Basic System Administration Tasks

Below is a list of some of the more common tasks that a system administrator may be expected to perform.  In real life, for any given position, a system administrator may be required to do more or fewer tasks than those listed here.

Daily Activities of a System Administrator

Your personal list will nearly always be unique to your level, experience, situation, goals, and values.  A typical day might look like this:

Arrive at Work Check service desk for new and on-going requests and issues
Morning Check monitoring system(s) for new incidents and the status of recent incidents and changes
Work on service desk request(s) and issue(s)
Work on emergency that “suddenly” came up
Lunch Break
Early Afternoon Attend meetings (future planning, management reporting), make vendor and other calls
Mentoring
Late Afternoon Work on service desk requests
Self-training and advancement preparation
Update status and work on reports

The service desk is the main application where users, help desk personnel, and system admins can create requests (for new features) or report issues.  This software is often known as a “trouble-ticketing system”.  Example requests include new employee (create login, email, and other IDs, setup access, etc.), new project (create new website, new database etc.), upgrade services and software to new versions, upgrade hardware (memory, disks, etc.), and so on.  Examples of issues include login/access not working (website, FTP, etc.), site (website, etc.) not working, printing issues, migration of old website or other data to new service, backup and restore requests (this is vital, and you can't afford to mess it up), employee termination, and so on.

Monitoring is usually a simple matter of examining reports from monitoring software, or (cheaper) examining log files.  Over time, you must adjust what is monitored.  Often monitoring is automated to some extent by crafting shell (or other) scripts to do most of the work for you, and to generate simple reports and alerts.  Some simple checks which can be done daily include uptime checks for each host, log summaries (or sometimes raw logs: dmesg, maillog, secure, messages, etc.), network status (including bandwidth used and error counts), hard disk (storage volume) free space and errors, backup status, and various performance metrics (such as CPU utilization).  Monitoring is related to capacity planning; you need to be able to predict when to order upgrades, replacements, and new equipment and services.

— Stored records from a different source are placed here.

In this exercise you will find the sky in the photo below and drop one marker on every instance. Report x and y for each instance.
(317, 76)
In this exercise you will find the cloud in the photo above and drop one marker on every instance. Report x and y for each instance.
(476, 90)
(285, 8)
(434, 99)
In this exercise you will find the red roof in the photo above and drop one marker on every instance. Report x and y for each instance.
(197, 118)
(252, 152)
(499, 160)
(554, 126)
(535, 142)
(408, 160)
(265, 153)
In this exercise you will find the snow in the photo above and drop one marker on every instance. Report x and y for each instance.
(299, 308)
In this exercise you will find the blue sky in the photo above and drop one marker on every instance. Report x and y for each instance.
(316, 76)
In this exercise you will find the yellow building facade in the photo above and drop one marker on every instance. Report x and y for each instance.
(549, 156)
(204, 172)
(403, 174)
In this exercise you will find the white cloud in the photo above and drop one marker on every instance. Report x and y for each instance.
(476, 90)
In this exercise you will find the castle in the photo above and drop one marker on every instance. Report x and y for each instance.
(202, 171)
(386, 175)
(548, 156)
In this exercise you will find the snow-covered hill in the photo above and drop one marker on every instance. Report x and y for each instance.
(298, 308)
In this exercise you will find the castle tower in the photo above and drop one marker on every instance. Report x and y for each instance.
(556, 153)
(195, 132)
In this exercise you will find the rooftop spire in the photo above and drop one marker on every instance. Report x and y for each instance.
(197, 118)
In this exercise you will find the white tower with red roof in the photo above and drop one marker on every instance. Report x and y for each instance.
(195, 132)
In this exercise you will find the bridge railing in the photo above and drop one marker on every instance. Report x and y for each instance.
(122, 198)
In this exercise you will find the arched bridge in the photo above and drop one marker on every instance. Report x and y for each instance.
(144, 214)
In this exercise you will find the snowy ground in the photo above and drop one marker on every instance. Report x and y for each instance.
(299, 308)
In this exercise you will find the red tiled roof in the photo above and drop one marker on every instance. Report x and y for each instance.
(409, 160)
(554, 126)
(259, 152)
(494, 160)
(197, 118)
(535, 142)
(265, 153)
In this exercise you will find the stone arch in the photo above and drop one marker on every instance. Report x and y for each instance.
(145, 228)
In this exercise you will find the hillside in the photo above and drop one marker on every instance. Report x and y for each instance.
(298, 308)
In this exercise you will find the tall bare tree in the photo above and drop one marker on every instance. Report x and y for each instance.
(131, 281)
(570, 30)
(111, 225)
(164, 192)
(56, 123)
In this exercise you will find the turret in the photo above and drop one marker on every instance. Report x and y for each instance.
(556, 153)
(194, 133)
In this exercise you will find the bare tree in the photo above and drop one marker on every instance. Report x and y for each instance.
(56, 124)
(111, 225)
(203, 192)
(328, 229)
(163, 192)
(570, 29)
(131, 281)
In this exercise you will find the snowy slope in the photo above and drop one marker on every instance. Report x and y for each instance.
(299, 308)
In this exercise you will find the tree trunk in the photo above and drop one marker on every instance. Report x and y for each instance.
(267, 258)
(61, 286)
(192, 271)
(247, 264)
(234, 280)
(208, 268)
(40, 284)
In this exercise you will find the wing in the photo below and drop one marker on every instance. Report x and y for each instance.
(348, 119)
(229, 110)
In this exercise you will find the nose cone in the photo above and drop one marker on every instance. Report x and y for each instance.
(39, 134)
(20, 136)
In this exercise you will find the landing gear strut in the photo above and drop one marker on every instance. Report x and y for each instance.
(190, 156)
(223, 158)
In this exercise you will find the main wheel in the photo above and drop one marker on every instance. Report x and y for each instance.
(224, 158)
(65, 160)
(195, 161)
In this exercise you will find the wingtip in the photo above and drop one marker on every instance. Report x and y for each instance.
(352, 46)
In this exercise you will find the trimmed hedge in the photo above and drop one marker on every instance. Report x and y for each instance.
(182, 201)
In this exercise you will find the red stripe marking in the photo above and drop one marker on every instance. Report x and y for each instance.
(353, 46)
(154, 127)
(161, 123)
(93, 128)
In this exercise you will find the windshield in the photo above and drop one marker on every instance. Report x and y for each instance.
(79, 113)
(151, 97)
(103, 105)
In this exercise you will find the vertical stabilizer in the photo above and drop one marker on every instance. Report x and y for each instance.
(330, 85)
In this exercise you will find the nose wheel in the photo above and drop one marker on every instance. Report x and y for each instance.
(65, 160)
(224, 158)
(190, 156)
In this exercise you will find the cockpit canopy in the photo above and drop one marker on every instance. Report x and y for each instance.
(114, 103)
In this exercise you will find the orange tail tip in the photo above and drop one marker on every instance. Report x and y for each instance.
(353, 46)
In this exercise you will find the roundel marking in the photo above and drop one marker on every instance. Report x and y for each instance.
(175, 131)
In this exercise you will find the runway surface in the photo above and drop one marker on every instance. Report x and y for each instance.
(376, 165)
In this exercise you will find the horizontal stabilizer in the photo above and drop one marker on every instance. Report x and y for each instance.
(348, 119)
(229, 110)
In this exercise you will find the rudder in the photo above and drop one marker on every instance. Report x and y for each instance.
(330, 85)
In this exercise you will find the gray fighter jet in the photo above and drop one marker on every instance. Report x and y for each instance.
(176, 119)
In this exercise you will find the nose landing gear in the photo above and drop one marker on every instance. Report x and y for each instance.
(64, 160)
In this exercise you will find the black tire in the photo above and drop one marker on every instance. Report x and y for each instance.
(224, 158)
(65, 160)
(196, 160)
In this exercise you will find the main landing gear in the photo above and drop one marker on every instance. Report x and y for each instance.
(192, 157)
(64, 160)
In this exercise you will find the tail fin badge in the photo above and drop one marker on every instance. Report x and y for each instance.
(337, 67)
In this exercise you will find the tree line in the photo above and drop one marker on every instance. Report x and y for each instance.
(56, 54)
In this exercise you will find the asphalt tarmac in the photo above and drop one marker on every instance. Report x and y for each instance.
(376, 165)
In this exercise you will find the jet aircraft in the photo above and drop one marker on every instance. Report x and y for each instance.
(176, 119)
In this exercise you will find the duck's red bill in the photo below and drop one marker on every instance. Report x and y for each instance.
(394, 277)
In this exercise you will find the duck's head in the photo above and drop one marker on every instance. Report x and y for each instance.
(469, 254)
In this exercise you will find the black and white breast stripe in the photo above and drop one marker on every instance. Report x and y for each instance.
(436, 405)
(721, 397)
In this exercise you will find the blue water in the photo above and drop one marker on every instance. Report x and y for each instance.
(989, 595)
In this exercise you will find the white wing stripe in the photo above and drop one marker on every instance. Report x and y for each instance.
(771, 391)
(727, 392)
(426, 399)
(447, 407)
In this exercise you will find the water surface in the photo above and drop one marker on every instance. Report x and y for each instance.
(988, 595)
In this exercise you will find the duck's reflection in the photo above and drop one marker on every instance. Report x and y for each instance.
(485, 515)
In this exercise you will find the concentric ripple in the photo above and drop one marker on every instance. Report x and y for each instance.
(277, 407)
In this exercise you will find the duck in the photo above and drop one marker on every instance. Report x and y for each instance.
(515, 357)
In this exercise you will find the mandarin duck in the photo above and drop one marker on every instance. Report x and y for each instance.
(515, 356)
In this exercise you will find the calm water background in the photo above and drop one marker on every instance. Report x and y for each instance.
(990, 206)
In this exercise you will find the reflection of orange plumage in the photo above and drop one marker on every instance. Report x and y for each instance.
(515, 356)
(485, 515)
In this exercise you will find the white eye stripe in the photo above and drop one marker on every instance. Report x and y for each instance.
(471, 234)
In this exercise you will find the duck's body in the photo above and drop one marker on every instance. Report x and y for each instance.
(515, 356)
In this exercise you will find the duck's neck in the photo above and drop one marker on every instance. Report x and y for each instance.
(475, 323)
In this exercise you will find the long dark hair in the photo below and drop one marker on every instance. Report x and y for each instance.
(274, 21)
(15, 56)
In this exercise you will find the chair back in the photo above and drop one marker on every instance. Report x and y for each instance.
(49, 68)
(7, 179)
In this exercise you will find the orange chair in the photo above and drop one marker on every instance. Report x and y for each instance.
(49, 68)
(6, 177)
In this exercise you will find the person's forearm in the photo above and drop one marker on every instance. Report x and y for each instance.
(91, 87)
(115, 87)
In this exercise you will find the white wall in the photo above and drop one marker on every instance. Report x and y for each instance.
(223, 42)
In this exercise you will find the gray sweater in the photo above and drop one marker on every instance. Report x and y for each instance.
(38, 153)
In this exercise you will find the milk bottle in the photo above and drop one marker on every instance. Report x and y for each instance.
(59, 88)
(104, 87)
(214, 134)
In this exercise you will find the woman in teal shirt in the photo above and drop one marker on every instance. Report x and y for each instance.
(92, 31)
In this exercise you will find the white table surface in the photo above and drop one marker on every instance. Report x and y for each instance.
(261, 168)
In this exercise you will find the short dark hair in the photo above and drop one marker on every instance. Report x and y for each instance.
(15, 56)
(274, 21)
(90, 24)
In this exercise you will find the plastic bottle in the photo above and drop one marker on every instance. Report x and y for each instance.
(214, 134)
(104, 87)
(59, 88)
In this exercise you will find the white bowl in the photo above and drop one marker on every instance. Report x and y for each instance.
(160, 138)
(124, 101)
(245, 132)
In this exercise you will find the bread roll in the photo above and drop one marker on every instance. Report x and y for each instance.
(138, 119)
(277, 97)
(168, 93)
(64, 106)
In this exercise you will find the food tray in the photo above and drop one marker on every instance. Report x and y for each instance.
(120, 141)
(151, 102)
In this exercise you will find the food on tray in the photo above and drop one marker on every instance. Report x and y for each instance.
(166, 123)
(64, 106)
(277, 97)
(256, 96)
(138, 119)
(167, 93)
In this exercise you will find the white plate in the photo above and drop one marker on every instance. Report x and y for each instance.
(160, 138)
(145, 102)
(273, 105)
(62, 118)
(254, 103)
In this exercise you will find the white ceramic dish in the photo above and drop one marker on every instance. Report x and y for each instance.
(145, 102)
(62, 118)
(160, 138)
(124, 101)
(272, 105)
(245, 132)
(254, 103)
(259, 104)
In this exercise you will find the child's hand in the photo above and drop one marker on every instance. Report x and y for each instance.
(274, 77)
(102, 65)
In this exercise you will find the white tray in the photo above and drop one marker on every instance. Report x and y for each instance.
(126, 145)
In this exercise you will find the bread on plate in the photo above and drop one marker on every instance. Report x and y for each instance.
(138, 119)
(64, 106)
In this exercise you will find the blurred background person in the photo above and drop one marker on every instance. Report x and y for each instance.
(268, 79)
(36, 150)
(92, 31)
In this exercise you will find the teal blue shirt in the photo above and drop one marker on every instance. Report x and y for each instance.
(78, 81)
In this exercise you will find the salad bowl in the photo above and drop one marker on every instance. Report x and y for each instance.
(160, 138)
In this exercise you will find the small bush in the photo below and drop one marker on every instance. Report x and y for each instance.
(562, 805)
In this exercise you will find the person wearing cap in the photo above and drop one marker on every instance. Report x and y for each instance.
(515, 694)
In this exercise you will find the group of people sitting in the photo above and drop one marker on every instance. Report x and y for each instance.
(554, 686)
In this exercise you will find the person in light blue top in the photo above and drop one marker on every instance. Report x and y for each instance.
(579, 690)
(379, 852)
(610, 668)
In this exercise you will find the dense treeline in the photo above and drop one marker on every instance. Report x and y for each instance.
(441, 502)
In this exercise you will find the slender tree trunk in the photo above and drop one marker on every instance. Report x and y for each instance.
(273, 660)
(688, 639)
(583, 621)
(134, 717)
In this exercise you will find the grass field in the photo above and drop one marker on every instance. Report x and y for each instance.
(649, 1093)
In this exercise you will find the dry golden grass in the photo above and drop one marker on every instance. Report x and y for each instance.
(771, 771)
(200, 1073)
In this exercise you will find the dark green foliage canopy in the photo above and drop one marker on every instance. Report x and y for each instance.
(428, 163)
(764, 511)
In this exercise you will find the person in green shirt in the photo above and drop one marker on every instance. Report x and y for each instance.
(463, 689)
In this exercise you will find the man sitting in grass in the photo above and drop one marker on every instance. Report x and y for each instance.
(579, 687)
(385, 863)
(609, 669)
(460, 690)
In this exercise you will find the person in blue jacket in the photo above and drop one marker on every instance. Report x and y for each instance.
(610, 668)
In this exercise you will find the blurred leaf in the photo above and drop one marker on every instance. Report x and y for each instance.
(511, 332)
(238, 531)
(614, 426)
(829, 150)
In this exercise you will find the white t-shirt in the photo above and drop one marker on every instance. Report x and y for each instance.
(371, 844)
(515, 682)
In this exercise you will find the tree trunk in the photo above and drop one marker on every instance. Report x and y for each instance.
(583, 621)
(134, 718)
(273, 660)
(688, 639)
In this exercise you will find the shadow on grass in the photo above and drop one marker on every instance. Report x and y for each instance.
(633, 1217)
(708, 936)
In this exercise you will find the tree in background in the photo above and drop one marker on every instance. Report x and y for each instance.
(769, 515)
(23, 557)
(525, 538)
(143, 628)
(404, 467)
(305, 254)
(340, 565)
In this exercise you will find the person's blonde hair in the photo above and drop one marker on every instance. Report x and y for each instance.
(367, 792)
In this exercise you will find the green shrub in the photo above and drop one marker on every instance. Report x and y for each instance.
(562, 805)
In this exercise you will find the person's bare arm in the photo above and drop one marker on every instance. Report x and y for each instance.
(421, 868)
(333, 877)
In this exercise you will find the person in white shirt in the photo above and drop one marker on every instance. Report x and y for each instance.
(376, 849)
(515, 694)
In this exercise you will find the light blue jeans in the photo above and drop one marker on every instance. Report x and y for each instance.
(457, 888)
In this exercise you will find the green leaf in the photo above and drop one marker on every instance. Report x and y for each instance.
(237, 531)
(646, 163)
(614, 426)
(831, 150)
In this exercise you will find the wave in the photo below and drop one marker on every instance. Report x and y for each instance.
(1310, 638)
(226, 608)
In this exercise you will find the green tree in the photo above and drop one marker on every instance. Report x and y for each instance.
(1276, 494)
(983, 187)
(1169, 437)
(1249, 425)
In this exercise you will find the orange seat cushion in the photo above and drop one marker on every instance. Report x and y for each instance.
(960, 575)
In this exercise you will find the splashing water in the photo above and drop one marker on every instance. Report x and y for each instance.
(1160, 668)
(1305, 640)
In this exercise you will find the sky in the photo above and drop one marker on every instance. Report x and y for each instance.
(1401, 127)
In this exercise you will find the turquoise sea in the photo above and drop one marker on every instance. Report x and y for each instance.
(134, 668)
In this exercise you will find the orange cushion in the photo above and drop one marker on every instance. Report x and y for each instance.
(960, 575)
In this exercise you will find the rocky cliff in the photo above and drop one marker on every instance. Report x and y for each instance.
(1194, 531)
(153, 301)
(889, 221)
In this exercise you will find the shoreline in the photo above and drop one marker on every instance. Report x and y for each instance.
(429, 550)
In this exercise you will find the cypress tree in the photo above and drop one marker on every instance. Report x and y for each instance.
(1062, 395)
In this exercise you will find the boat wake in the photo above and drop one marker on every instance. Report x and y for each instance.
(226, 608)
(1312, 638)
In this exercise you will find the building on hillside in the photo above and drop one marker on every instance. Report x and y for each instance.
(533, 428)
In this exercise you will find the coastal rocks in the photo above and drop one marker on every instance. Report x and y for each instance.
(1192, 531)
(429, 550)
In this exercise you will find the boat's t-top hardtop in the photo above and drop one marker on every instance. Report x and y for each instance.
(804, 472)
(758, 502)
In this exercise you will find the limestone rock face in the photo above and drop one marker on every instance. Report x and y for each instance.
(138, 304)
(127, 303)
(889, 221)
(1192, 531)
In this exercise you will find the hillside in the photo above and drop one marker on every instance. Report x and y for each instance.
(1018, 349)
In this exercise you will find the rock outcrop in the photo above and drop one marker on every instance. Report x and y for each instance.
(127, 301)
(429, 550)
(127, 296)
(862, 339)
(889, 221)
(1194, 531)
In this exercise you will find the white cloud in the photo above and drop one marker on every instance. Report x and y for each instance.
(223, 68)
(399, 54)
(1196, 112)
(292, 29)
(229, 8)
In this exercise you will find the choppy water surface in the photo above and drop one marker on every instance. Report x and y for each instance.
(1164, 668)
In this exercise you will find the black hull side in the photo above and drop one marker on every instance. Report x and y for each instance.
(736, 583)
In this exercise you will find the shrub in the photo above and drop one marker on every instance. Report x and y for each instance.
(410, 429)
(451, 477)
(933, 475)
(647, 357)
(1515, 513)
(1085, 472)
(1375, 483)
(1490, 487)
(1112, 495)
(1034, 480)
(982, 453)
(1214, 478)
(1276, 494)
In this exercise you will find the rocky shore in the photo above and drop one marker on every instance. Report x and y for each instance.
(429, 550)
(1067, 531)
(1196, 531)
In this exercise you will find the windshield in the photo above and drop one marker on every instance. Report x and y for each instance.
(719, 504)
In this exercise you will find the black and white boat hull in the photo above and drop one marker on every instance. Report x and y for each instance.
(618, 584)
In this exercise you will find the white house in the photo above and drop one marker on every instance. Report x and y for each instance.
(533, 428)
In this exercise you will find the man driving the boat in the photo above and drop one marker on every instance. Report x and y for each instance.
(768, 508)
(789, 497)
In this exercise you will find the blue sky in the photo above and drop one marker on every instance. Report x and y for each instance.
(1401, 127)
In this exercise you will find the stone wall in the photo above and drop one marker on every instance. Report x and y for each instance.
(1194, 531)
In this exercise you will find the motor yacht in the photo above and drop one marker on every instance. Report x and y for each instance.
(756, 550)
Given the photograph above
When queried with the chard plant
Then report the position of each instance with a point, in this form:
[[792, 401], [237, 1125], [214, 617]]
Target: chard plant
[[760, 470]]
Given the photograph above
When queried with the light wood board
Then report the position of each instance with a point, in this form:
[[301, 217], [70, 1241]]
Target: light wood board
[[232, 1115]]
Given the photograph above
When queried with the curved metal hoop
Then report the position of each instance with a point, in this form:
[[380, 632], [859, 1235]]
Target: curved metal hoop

Another routine task of a system administrator is planning for the future.  From time to time, think in a quiet place, talk with colleagues, talk with users/customers, and understand where you may improve your sites, services, and procedures.  Then, research technologies and “best practices” that may be used (especially new ones) to decide which may be worth using.  Research may involve proactive project creation, some project management, predictive analysis, and statistical analysis.  Then, if necessary, get management permission (and budget) for implementation of these research (or “pilot”) projects.  You must also find time to keep up your skills, as well as building your career.